5.解放無名戦士の碑(中区舟入町・西平和大通り緑地帯) 

平和公園から百メートル道路の中国新聞側の緑地帯をさらに西に行き、電車の線を渡るとこの碑がある。少々長くなるが、戦前の部落解放運動の歴史を新修広島市史の記述に基づき紹介する。
  部落の解放をめざして京都市で水平社が創立される1922年以前に、すでに広島市では、1907年に差別されている町民たちの生活相談所として福島町に一致協会がつくられ、1914年には福島町青年会も結成され、更に1917年には町内改善を目標として広島共鳴会が創設される等福島町を中心に相当活発な部落解放の動きがみられていたが、水平社が結成されてからは、1923年7月30日に市内十日市町の新市座で広島県水平社大会を開催し、広島県水平社を結成し、全国水平運動の一環として活発な活動を行うこととなった。
 広島県水平社は、つぎつぎに差別事件を取り上げて糾弾していったが、これに対しては、1924年9月に、委員長をはじめ三名の役員が、差別言辞を用いた女性とその実兄を水平社県本部(福島町)によんで事情を聞きただし、双方話し合いの結果県本部が発刊を企画していた機関紙「荊冠新聞」に謝罪広告をのせる約束をしたことを理由に、不法監禁・脅迫・営業妨害などの理由で拘引され、未決のまま即日刑務所に送られるという事件が生ずる等、当局の激しい取締りがあり、幹部の拘引があいつぐありさまであった。

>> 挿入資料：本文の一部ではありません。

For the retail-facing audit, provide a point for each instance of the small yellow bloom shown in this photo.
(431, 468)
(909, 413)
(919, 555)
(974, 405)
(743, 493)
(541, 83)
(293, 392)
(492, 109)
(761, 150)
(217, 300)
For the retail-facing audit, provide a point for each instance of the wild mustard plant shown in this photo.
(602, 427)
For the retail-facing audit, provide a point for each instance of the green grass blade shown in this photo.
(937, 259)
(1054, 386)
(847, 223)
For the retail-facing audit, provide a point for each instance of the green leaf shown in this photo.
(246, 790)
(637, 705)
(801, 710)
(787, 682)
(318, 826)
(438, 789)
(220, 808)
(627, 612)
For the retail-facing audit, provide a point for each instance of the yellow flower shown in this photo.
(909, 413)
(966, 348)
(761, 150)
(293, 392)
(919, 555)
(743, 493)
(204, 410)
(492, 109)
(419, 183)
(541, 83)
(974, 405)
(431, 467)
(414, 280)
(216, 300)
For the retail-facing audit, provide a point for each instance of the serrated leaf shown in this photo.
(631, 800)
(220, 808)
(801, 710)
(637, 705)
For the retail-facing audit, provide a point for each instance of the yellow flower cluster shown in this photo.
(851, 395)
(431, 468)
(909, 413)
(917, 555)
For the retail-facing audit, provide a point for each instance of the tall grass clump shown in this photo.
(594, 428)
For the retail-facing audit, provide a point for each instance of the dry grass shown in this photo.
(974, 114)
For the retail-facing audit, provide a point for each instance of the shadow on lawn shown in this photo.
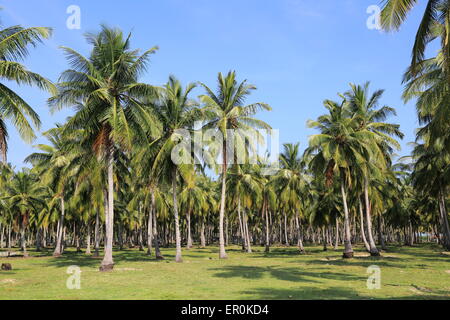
(335, 293)
(286, 274)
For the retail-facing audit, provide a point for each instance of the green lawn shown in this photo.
(421, 272)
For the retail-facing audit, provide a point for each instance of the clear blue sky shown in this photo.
(297, 52)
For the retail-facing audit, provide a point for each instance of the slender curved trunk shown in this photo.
(324, 239)
(348, 251)
(158, 254)
(222, 253)
(247, 233)
(336, 242)
(38, 240)
(150, 229)
(373, 249)
(241, 227)
(266, 215)
(59, 232)
(202, 235)
(97, 235)
(380, 233)
(9, 237)
(189, 242)
(444, 221)
(23, 242)
(88, 238)
(301, 249)
(108, 262)
(175, 212)
(285, 229)
(363, 234)
(2, 235)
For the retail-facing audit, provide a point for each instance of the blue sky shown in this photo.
(297, 52)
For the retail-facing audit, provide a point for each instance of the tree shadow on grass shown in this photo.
(305, 293)
(286, 274)
(334, 293)
(358, 261)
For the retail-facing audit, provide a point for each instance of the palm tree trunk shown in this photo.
(2, 235)
(59, 231)
(265, 209)
(23, 242)
(247, 234)
(285, 229)
(150, 229)
(380, 233)
(241, 227)
(348, 251)
(88, 238)
(336, 242)
(301, 249)
(363, 234)
(324, 240)
(97, 235)
(155, 231)
(202, 235)
(222, 253)
(444, 221)
(38, 239)
(189, 242)
(373, 249)
(175, 212)
(9, 237)
(108, 262)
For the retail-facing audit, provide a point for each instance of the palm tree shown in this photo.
(192, 200)
(244, 186)
(14, 43)
(24, 196)
(340, 150)
(365, 110)
(291, 185)
(106, 94)
(52, 165)
(176, 112)
(434, 24)
(226, 111)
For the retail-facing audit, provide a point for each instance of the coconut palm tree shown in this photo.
(370, 117)
(192, 200)
(52, 166)
(434, 24)
(339, 150)
(107, 96)
(291, 184)
(24, 194)
(14, 44)
(225, 111)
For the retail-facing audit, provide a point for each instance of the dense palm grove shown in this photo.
(106, 178)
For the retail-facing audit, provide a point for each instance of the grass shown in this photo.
(421, 272)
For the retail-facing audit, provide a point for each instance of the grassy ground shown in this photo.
(421, 272)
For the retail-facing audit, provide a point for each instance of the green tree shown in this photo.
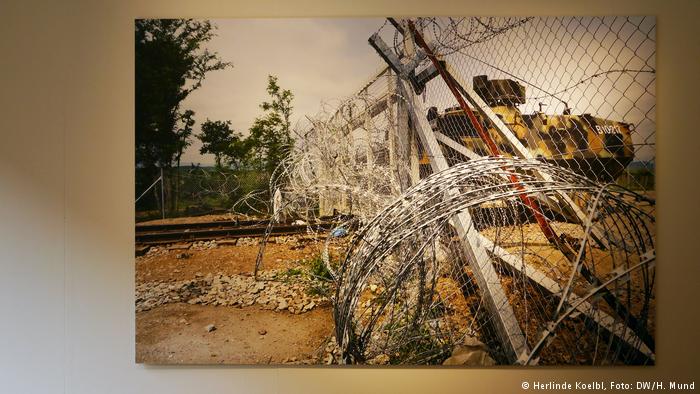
(171, 63)
(226, 145)
(270, 135)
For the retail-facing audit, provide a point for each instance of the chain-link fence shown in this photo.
(490, 165)
(195, 190)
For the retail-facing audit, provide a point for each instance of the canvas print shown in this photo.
(444, 191)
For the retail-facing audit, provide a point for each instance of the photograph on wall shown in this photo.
(457, 191)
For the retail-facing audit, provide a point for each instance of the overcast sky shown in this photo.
(317, 59)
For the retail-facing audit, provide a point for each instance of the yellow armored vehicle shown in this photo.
(595, 147)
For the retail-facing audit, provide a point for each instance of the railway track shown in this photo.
(190, 232)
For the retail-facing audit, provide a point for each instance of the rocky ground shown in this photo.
(199, 303)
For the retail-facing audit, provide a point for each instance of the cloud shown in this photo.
(317, 59)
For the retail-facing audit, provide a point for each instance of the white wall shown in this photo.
(66, 217)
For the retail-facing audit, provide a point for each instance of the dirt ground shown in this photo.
(225, 259)
(176, 334)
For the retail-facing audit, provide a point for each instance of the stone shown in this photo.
(470, 353)
(381, 359)
(180, 246)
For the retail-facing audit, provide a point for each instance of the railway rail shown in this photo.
(190, 232)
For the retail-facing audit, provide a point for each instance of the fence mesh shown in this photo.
(195, 190)
(490, 168)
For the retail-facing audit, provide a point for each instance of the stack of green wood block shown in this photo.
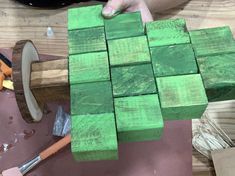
(127, 78)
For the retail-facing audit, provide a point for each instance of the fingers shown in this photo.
(113, 7)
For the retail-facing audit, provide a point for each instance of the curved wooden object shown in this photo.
(37, 83)
(24, 53)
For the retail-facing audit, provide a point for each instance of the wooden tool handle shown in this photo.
(55, 147)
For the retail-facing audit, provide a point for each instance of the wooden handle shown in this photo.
(55, 147)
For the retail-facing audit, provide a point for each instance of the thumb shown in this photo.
(113, 7)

 その中で全国水平社青年同盟広島市支部の結成があり、1927年には第6回全国水平社大会が広島市の寿座で開催されて、広島市の水平社は活発な運動を続けた。このようにして発展していった水平社運動が民衆の日常的な要求をとらえて立ちあがったのが、1932年に始められた大田川改修工事による立ちのき者の転居問題であった。このとき水平社広島県本部は、立ちのき反対期成同盟をつくって立ちのき先としての公営住宅の建設を強く要望し、ついに公営住宅200戸の建設を実現した。
 このように発展してきた水平運動も、戦時体制に入ってから、労農運動が弾圧・制限をうけるようになってからは、低調にならざるをえなかった。かくて1940年大政翼賛運動がおこると、水平運動の中からもこれに同調する者がでて、同年には大和報国会が生まれ、全国水平社は解散するにいたる。広島では1941年共鳴会が解散し、翌年にはかっての水平社の幹部を中心として大和報国会広島県支部が結成される。

次に碑文を見てみよう。表に「凍てつく大地にあなたは種子となった」と刻まれている。裏には「この碑は解放運動のなかばで倒れた先輩諸兄姉を、とこしえに記念し、たたえるためのものです。この人びとの輝ける遺業をうけつぎ不屈の闘いを顕彰することは、日本の平和と独立、民主主義と人権を守る闘いを励まし、長く解放の礎えとなるであろうという日本国民救援会広島県本部の呼びかけにこたえ、広島県民各階層の絶大な賛同のもとに設置されたものであります。建設資金は、日本社会党広島県連合会、日本共産党広島県委員会、広島県労働組合会議、民主団体、県内外の労働者、農民、労働組合、県民有志の協力と募金によってなされ、3月18日パリ・コミューンの記念日に着工し、第34回統一メーデーの日に完成したものであります。1963年5月1日解放無名戦士の碑建設実行委員会」とある。